If you are injured in a road traffic accident and your insurance company pay compensation to the other driver, does this prevent you from bringing a claim against that driver for your own injuries? Interestingly, it doesn’t; provided that your claim has reasonable prospects of success and your motor insurers have settled the claim without admitting that you were responsible for the accident (“without prejudice”).
I recently acted for Mrs C, a driver who was hit when another driver, Mr F, pulled out from a side road and collided with her vehicle. Mr F was quick to bring a claim against Mrs C and, on the basis of Mr F’s account alone, Mrs C’s motor insurers agreed to compensate Mr F in full on a “without prejudice” basis.
Mrs C had been my previous client and sought my advice on whether she could claim for her injuries as she felt that Mr F was at fault for the accident. Based on what my client told me, I considered that she had good prospects of showing that Mr F was, in fact, to blame for the accident if we could substantiate her account of events. I applied for a copy of the police report (which presumably my client’s insurers did not do), which supported what she had told me. My client was then successful in bringing a claim against Mr F’s insurers and was compensated in full for her injuries.

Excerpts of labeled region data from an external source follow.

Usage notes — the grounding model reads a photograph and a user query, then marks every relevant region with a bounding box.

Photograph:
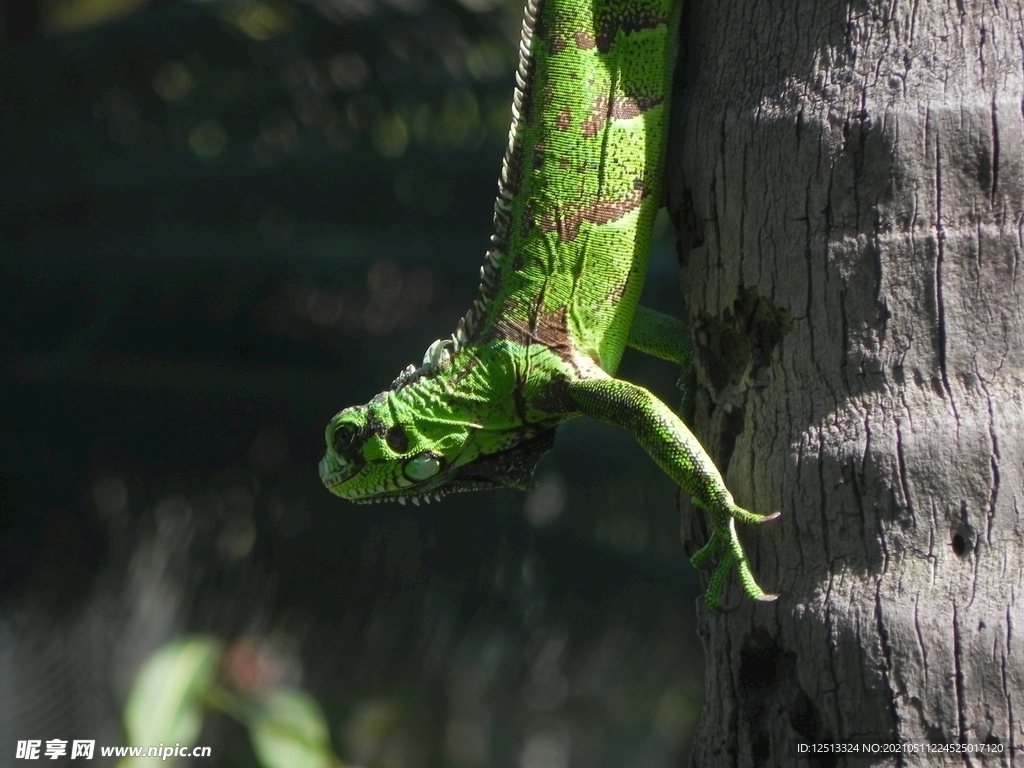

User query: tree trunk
[670,0,1024,768]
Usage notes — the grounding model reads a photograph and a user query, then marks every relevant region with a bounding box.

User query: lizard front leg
[566,378,778,608]
[626,304,693,418]
[626,305,693,368]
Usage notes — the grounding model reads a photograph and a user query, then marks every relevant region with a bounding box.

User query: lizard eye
[384,424,409,454]
[331,424,358,456]
[404,454,441,482]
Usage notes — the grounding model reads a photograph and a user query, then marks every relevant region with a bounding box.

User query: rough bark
[670,0,1024,768]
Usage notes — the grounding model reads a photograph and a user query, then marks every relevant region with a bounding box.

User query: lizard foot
[690,499,781,610]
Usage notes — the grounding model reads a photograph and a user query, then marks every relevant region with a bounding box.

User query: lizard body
[319,0,774,607]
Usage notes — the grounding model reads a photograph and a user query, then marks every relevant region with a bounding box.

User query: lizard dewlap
[319,0,773,607]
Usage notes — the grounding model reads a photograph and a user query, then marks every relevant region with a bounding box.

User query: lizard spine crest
[390,0,544,390]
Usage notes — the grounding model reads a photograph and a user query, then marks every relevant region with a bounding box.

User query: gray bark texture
[669,0,1024,768]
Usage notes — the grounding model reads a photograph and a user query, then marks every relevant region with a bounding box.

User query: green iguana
[319,0,777,607]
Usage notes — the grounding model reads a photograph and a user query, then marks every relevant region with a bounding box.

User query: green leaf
[249,688,337,768]
[124,637,223,765]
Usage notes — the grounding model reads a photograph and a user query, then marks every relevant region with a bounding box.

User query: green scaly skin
[319,0,775,607]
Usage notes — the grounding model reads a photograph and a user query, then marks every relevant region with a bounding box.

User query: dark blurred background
[0,0,702,768]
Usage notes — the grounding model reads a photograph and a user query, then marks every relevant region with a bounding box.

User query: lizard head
[319,391,555,504]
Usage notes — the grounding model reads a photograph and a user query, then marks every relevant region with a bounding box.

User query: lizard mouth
[317,456,362,490]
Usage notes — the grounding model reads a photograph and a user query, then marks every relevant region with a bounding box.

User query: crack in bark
[952,600,970,765]
[926,126,959,428]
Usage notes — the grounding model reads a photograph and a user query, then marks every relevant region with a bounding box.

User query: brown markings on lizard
[573,32,597,50]
[540,179,647,243]
[555,106,572,131]
[583,94,664,138]
[494,299,577,368]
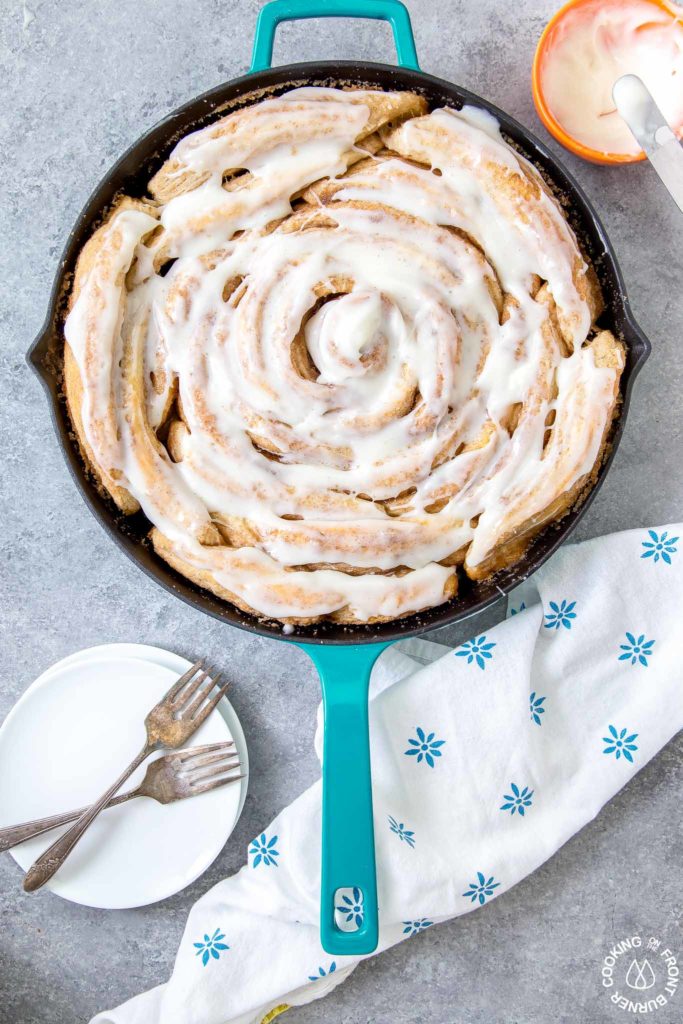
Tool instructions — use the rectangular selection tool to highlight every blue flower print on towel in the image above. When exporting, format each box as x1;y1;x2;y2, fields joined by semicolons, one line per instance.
249;833;280;867
640;529;678;565
389;815;415;849
403;918;434;935
602;725;638;764
618;633;654;668
456;636;496;671
463;871;501;906
335;889;362;928
403;726;445;768
308;961;337;981
528;690;546;725
193;928;230;967
544;601;577;630
501;782;533;818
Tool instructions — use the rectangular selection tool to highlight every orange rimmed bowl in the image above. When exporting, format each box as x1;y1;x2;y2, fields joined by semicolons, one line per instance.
531;0;683;164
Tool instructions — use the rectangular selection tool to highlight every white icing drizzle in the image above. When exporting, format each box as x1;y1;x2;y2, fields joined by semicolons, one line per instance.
66;88;618;622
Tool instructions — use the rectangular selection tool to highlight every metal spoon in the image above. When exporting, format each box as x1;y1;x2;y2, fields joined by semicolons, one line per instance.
612;75;683;212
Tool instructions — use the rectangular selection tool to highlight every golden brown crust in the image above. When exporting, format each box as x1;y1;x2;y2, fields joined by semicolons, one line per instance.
63;91;625;626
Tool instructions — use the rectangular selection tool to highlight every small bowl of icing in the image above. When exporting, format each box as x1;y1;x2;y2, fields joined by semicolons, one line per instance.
531;0;683;164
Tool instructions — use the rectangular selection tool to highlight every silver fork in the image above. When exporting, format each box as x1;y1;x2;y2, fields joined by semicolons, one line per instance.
0;740;245;853
24;662;228;893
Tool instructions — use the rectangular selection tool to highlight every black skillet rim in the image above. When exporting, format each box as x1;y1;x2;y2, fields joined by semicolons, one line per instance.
27;60;650;644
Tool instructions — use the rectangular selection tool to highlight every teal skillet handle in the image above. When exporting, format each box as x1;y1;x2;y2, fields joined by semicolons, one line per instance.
300;643;389;956
249;0;420;72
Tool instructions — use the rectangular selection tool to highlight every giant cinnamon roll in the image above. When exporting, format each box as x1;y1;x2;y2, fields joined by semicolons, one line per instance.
65;88;624;624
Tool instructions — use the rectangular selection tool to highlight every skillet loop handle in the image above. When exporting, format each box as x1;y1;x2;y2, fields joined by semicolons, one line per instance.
301;643;388;956
249;0;420;74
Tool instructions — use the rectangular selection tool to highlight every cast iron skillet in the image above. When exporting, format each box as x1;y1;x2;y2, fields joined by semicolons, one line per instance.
28;0;650;955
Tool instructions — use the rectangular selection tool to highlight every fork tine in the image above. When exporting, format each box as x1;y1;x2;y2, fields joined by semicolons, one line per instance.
173;672;213;712
180;677;218;718
162;662;202;703
175;739;234;768
183;754;240;785
193;774;247;796
193;683;230;728
182;743;238;771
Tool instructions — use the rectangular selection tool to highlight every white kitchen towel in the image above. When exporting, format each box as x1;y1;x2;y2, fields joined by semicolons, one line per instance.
93;525;683;1024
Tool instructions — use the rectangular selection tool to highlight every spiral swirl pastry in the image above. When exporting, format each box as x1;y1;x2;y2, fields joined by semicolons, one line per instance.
65;88;624;628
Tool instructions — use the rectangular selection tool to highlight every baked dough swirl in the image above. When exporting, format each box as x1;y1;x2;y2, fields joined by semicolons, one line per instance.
65;88;624;625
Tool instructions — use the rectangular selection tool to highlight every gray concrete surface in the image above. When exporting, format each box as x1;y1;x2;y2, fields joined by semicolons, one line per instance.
0;0;683;1024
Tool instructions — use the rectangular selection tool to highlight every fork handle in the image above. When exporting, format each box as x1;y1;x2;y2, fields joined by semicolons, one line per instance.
0;786;140;853
24;743;154;893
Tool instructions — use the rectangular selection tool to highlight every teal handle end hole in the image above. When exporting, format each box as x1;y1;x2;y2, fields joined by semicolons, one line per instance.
333;886;366;935
249;0;420;73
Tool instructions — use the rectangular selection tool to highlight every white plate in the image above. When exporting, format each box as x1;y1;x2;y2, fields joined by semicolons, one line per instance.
0;644;247;908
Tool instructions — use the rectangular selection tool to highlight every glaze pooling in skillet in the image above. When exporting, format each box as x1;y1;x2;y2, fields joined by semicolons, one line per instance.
66;88;624;622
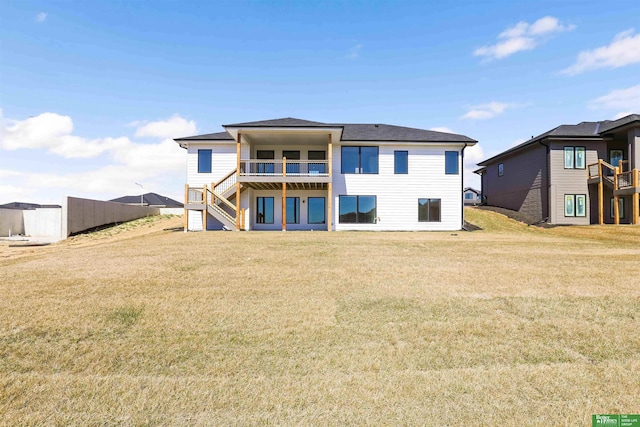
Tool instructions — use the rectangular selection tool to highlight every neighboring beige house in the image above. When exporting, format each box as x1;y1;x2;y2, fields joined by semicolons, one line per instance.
475;114;640;225
176;118;477;231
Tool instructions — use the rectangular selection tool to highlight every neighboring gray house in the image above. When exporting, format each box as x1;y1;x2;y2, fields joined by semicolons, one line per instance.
462;187;482;206
475;114;640;225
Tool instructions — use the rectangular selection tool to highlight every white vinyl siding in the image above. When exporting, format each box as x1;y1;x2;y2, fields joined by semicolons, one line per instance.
333;143;462;230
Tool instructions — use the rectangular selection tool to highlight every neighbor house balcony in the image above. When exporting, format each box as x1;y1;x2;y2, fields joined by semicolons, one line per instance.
238;157;331;190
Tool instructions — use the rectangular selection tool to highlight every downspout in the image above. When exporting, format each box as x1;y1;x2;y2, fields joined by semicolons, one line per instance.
460;142;469;230
538;140;551;221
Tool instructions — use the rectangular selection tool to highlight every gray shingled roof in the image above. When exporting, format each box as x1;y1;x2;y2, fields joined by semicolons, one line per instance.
600;114;640;134
478;120;612;166
340;123;477;142
109;193;184;208
175;117;477;143
174;131;233;141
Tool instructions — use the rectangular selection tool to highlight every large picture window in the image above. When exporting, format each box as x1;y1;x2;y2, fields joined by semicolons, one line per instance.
564;194;587;217
307;197;327;224
198;150;211;173
444;151;460;175
418;199;440;222
287;197;300;224
341;147;378;174
256;197;273;224
339;196;376;224
564;147;587;169
393;151;409;174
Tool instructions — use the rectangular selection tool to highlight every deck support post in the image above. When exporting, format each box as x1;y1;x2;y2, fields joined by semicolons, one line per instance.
613;166;620;225
236;132;242;231
326;134;333;231
282;182;287;231
182;184;189;233
598;159;604;225
631;169;640;225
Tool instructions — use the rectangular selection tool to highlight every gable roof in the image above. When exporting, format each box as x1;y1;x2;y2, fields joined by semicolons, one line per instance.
222;117;339;128
175;117;478;144
174;131;233;141
478;114;640;170
109;193;184;208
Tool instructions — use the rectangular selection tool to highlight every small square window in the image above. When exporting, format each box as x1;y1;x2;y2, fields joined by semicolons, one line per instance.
393;151;409;174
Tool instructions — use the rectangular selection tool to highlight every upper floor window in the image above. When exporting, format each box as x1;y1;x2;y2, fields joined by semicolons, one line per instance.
198;150;211;173
564;147;587;169
444;151;460;175
341;147;378;174
393;151;409;174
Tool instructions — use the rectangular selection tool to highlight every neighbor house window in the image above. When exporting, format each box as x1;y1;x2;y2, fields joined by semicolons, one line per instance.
444;151;460;175
610;197;624;219
564;147;587;169
393;151;409;174
287;197;300;224
198;150;211;173
564;194;587;216
341;147;378;174
418;199;440;222
256;197;273;224
339;196;376;224
307;197;326;224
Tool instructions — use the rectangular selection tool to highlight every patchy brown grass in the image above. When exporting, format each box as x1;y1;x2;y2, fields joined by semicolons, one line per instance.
0;210;640;426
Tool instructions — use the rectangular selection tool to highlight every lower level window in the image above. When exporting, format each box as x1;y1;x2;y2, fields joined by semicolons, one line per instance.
339;196;376;224
418;199;440;222
287;197;300;224
610;197;624;219
307;197;326;224
564;194;587;216
256;197;273;224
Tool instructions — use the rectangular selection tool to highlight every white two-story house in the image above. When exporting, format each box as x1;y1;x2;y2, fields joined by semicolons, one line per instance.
176;118;477;231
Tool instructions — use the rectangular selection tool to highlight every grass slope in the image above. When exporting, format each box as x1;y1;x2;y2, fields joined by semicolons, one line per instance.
0;210;640;426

Given that a claim against my client’s insurance policy by a third party would have increased her premium and the fact that Mr F appeared to have committed fraud (which makes the vast majority of personal injury solicitors extremely angry given the media's already less than positive representation of our industry), I also sent a copy of the police report to her insurers. They can now pursue Mr F for fraud if they wish to. I was surprised that my client’s insurers didn’t investigate this case properly given that there was objective evidence easily available in the police report.